One of two things is certainly true: Either your dancing had some effect on the eventual outcome, or it did not. You may not know which, but if you did, wouldn't it help inform future behavior during a drought?

And so it goes with software projects. Overzealous managers hear about a big successful project, and then attempt to duplicate that success by imitating it.

"Ah", they say, "Project MegaCost used the new BURP (Big Unproven Reactionary Process) methodology and it was wildly successful! We have to use that also!"

And so imitation replaces coherent thought, and reason is stifled by restrictive rules.

"We must create an Analysis Breakdown Diagram that traces to the Object-oriented requirements Statechart," says the project lead.

"But why exactly do we need that?" you ask. Seconds later, an army of BURP consultants storms the room.

"You must be educated", they say. "You just don't understand, you're stuck in the traditional mindset of getting things done efficiently.
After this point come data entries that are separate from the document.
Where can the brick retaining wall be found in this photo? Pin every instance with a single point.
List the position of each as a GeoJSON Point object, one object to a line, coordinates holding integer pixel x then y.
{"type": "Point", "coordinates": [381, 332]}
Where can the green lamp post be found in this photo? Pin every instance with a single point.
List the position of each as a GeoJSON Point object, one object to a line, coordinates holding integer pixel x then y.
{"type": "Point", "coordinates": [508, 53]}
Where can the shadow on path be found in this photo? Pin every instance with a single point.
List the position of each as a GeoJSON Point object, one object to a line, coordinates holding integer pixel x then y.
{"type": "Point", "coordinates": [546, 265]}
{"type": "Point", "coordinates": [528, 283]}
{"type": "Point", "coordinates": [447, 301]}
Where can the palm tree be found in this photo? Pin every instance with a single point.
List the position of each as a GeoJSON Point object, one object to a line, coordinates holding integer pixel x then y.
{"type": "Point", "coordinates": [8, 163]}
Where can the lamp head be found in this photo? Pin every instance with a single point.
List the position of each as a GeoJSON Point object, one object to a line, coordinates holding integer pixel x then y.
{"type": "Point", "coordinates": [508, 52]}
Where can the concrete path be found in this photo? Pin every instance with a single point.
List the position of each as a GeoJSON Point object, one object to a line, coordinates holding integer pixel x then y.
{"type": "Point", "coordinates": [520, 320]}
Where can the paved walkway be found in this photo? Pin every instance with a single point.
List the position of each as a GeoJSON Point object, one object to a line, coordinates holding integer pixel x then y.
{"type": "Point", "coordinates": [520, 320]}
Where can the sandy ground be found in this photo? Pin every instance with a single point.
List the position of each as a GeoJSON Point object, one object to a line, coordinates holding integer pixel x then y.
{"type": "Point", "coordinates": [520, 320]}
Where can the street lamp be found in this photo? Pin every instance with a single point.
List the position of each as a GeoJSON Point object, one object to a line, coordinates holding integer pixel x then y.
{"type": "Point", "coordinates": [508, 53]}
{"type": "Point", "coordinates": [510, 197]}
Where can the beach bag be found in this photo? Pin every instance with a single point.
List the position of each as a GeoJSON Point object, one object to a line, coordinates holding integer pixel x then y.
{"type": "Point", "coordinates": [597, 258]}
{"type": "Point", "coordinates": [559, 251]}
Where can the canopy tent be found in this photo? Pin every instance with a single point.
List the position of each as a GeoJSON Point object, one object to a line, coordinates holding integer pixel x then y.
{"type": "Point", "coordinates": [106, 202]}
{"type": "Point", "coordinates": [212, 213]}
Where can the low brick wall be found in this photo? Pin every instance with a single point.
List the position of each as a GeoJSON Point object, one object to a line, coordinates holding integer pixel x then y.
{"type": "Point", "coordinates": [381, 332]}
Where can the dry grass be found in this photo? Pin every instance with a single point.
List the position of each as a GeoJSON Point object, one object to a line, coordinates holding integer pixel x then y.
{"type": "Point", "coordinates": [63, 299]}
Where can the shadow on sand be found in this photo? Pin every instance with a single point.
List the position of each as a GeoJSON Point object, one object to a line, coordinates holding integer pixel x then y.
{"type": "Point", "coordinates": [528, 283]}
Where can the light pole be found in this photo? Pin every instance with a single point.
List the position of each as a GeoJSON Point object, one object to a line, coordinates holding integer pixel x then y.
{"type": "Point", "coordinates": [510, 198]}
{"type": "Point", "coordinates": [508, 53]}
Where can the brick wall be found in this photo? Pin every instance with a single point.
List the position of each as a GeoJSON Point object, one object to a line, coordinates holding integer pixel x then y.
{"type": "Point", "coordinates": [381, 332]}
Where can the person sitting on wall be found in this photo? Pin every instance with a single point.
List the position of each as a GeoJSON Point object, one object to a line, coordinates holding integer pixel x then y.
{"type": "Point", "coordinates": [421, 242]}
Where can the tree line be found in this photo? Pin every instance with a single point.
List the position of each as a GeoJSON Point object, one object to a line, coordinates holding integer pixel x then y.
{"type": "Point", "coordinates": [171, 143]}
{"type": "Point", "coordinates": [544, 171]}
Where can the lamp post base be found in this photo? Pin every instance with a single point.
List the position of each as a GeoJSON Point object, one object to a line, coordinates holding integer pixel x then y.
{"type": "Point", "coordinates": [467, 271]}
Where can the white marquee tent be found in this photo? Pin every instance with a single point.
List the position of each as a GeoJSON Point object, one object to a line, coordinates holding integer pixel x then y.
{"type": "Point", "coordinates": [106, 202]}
BURP will free your mind, and let you predictably reach your goals, or at least appear to be doing so in each phase."

Needless to say, the project is months behind schedule, although a nice stack of documents is piling up, and each of them traces back nicely to the requirements. Except, of course, that the requirements have sort of changed since last year when you were capturing them. Time to update all of those documents and trace matrices!

The CIO blames the BURP consultants, who retort that the company isn't correctly implementing BURP, and are missing several essential Use Case Dependency Matrix Flowcharts. Hilarity ensues.

"But why didn't BURP work here?", complains the CIO. "It worked for Project MegaCost!" And then it dawns on him...maybe that project succeeded for other reasons. Maybe it was even the...gasp...choke...PEOPLE!

Software projects are all different, due to the nature of software itself. It's a little different for each context and application, even if the domain is similar. And this kind of variation needs a mindset of adaptation. Keep things simple, and be ready to adjust as you get new information.

Success breeds complacency, so a successful project team needs to be on the alert for the next danger lurking around the bend. Even if an approach worked wonderfully in a certain context, chances are a different circumstance may require adjustments to that approach, not blind adherence to a method.